One of the most difficult and important places to manage food allergies is at school.  Parents, faculty, staff and administrators want and need to keep food allergic students physically safe during the school day – a place children spend the largest portion of their time outside the home. Inclusion at school is the “safe place” they need to develop psychologically and socially.

 

Where do schools begin and what factors should they consider?  

 

Education:  Not surprisingly, it all begins with EDUCATION.  Faculty and staff should be educated and reeducated about food allergies each year.  They should not only know:

but they should also learn about the perspective of their food allergic students who experience anxiety and exclusion at higher rates than their peers.

 

I urge all schools to consider adding Food Allergy Education to their Health curriculum.  Students are exposed to the idea of food allergies without understanding exactly what that means. Understanding food allergies is shown to build inclusion and community, stoke empathy and protect peers in students pre-K through high school.  In less than 20 minutes, a teacher can cover a basic lesson plan on food allergies and reap all of the above benefits in his/her classroom for the entire year.

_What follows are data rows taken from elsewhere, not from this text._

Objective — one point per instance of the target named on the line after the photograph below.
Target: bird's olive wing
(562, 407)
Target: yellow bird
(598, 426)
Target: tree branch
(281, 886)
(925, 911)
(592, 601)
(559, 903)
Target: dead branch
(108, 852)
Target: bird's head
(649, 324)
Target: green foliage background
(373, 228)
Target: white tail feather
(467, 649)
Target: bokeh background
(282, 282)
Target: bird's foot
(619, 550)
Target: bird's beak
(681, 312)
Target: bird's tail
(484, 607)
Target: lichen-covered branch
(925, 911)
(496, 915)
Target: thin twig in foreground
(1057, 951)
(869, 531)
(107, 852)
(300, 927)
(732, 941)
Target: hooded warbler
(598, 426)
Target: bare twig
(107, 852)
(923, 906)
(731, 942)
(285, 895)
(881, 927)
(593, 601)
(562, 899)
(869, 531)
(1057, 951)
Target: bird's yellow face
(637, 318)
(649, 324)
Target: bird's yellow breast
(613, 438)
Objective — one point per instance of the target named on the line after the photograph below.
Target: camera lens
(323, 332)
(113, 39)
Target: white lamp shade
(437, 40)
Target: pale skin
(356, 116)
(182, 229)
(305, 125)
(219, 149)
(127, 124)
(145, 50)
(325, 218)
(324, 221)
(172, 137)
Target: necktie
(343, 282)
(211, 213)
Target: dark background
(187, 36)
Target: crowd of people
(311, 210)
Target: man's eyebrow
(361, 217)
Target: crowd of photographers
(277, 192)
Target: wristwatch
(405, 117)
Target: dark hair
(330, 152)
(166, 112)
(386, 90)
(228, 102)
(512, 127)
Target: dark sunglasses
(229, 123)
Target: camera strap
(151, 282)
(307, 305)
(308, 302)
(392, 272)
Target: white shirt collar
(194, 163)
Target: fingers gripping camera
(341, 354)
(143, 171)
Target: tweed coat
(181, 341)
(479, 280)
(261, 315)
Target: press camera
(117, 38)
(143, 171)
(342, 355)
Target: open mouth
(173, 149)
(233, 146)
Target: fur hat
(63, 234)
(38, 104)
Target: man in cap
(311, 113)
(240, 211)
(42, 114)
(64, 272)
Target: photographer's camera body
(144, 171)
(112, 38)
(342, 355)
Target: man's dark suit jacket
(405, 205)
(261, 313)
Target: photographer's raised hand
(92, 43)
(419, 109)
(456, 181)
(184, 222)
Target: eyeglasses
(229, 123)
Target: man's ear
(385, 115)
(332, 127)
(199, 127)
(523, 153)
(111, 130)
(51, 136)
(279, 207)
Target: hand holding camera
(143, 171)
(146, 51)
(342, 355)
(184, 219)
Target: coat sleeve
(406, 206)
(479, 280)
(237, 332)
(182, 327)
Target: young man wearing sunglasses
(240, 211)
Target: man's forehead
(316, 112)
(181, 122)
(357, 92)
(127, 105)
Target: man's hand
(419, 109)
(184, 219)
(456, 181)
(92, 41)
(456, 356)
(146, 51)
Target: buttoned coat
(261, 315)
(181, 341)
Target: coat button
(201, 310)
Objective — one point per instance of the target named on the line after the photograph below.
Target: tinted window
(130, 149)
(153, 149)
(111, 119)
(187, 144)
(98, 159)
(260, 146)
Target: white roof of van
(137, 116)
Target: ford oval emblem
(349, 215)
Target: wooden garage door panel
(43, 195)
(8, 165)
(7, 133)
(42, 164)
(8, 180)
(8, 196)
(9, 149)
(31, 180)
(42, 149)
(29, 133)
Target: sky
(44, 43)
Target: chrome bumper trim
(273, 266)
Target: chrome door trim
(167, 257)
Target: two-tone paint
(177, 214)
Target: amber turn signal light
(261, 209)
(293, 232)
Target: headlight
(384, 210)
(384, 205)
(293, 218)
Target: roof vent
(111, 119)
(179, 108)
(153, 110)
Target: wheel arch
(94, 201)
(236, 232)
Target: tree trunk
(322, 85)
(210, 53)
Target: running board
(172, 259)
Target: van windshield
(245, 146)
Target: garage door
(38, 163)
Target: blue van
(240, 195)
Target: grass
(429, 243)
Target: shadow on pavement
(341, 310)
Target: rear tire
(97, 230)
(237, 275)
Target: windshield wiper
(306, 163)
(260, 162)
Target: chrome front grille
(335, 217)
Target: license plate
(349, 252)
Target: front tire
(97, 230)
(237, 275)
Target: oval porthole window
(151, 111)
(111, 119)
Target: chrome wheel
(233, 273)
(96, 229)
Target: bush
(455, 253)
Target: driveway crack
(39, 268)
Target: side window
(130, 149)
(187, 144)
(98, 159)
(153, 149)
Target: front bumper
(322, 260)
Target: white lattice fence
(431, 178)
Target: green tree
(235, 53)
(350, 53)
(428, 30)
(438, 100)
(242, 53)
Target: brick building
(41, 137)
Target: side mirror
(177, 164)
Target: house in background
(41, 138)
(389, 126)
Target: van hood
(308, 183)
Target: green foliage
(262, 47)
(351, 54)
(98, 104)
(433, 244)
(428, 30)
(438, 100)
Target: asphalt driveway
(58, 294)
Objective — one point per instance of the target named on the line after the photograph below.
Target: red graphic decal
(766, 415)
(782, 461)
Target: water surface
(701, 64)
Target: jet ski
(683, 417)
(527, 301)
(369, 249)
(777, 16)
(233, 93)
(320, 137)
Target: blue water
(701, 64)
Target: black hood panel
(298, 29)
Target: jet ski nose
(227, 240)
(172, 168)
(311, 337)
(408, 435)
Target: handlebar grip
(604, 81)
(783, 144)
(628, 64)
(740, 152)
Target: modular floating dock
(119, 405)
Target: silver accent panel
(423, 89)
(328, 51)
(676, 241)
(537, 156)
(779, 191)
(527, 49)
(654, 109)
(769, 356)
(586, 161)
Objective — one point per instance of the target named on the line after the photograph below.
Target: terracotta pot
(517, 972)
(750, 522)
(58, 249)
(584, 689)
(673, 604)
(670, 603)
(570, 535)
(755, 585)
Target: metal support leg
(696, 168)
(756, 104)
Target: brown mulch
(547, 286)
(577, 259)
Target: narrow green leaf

food-2589686_1920 StockSnap

Exclude the FOOD (not the CHILD).

Eating In the Classroom:  Parties, holiday celebrations, and special events should be as inclusive and safe as possible.  I’ve heard from many families across the country whose children have been sent out of the room during class parties because their allergen was being served;  children who are sent to eat with the school nurse instead of their friends; children who are told to stay away from the group who are eating an allergy-laden snack while they watch.  When such a thing occurs, the message that student receives from their teacher is that their classmates’ enjoyment is more important than they are.  At such times, the student will struggle with feeling of self-worth and the [correct] impression that their teacher doesn’t know how to handle food allergies.

 

Eating Outside of Class:  Prepare for field trips by remembering food allergic students.  Snacks and lunches need to be safe.  And, don’t forget to bring emergency medication (and store it with a chaperone AT ROOM TEMPERATURE).  The best way to keep these special learning experiences special is with advanced preparation and by communicating with parents and the students directly to address concerns and implement solutions.

 

Think through the full school day for an allergic student.  How will they fare on the bus ride home?  What is the school’s policy on eating on the bus?  Is it enforced?  Is the bus driver trained and prepared to deal with an allergic reaction?  Is an allergic student allowed to carry their own epinephrine?  How does the driver handle bullying on his/her bus?  Addressing the entire school day from door to door will make a child with food allergies feel protected and looked after.

 

NYT Bullying Headline Screen Shot 2018-09-17 at 12.08.15 PM

Bullying by Peers or Adults:  Exclusion, name-calling or verbally doubting sets an example for the other students that such behavior is acceptable and results in stigmatizing the food allergic student. Bullying is another serious problem for all students but can have serious and even deadly results for students with food allergies.  Read the statistics here to understand the scope of the problem which is often based at school.

 

Uninformed Teachers:  Students with food allergies are savvy about their condition and quickly note when others aren’t as knowledgable.  Teachers who demonstrate a lack of knowledge do not instill confidence in even the youngest food allergic child.  Students who are concerned about surviving the day in their classroom, cannot learn.  Creating “safe zones” is psychologically beneficial to students with food allergies.  One such example is a peanut-free table or a classroom that bans a certain food for the health and protection of a student’s life. Another method is to establish a special line of communication between the teacher and student so they can express their concerns privately.  I recommend that teachers meet with a food allergic student and their parents to acknowledge that they understand the parameters of that child’s allergy, that they take it seriously, and agree upon the best method of letting parents know about upcoming events so that the family can prepare.

 

Solid and Protected Food Allergy Policies:  Schools must create a safe environment for students with life threatening food allergies. This protection begins with a comprehensive food allergy policy – one that balances safety with an emphasis on maximum inclusion.  The policy and procedures regarding food allergies need to be widely communicated, easily accessible, consistently applied and protected.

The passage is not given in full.